A 9-minute observational documentary following a group of children journeying to visit their mothers in prison, Elizabeth Lo and R.J. Lozada’s Mother’s Day is a powerful short brimming with real-life emotion. Focusing on one specific prison visit, but commenting on a nation’s problems, the subtle and restrained filmmaking on show allows the viewer plenty of time and space to process the events and think about what this short story means for the greater picture.
Seen by Lo as a “sort of sequel” to her previous short Hotel 22, both films focus on what the director describes as “a unique bus system which becomes a vehicle for examining overlooked inequities that remain a part of American society today”. Discovering the work of the Center for Restorative Justice Works and their annual bus trips when researching stories that took place on public transportation for the aforementioned short, the director had to wait for funding (from the Nation Institute’s Investigative Fund for documentaries) before she could bring this story to screen.
“We made Mother’s Day to remind us of the steep price an entire generation of youth – and by extension, our nation – has to pay because of systems that remain broken across America”
Focusing on the children on the outside, instead of the parent on the inside, Mother’s Day becomes less a film about judgement and more a film about understanding.
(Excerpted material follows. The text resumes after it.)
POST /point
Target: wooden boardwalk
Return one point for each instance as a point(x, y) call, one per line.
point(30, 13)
Drawing the attention away from the crimes committed by those incarcerated in their film, Lo and Lozada’s doc aims its gaze at the most heartbreaking and resonating element of this story – children growing up with absent Mother’s.
“Many of these children are unable to regularly visit their incarcerated parents because remote, rural prisons are often difficult to access for low-income families”, Lo explains. “While many are aware of the staggering problems resulting from the nation’s incarceration rate, few consider the impact it has on the children who grow up parentless as a result – those boys and girls who are raised with only brief meetings of their parents in the place of a real relationship. We made Mother’s Day to remind us of the steep price an entire generation of youth – and by extension, our nation – has to pay because of systems that remain broken across America”.
As a parent, one of the most troubling thoughts you can have is not being around when your children really need you. Whether it’s a reassuring hug after a bad dream or a pep talk before a big event, you want to be there for them and it’s this universal feeling that resonates deeply throughout Mother’s Day. Never once does it ask you to look to judge or look down on its incarcerated subjects, instead it’s those that are free that feel truly punished here and in making you really consider this side of the story, Lo and Lozada’s doc is at its most powerful and its most impactful.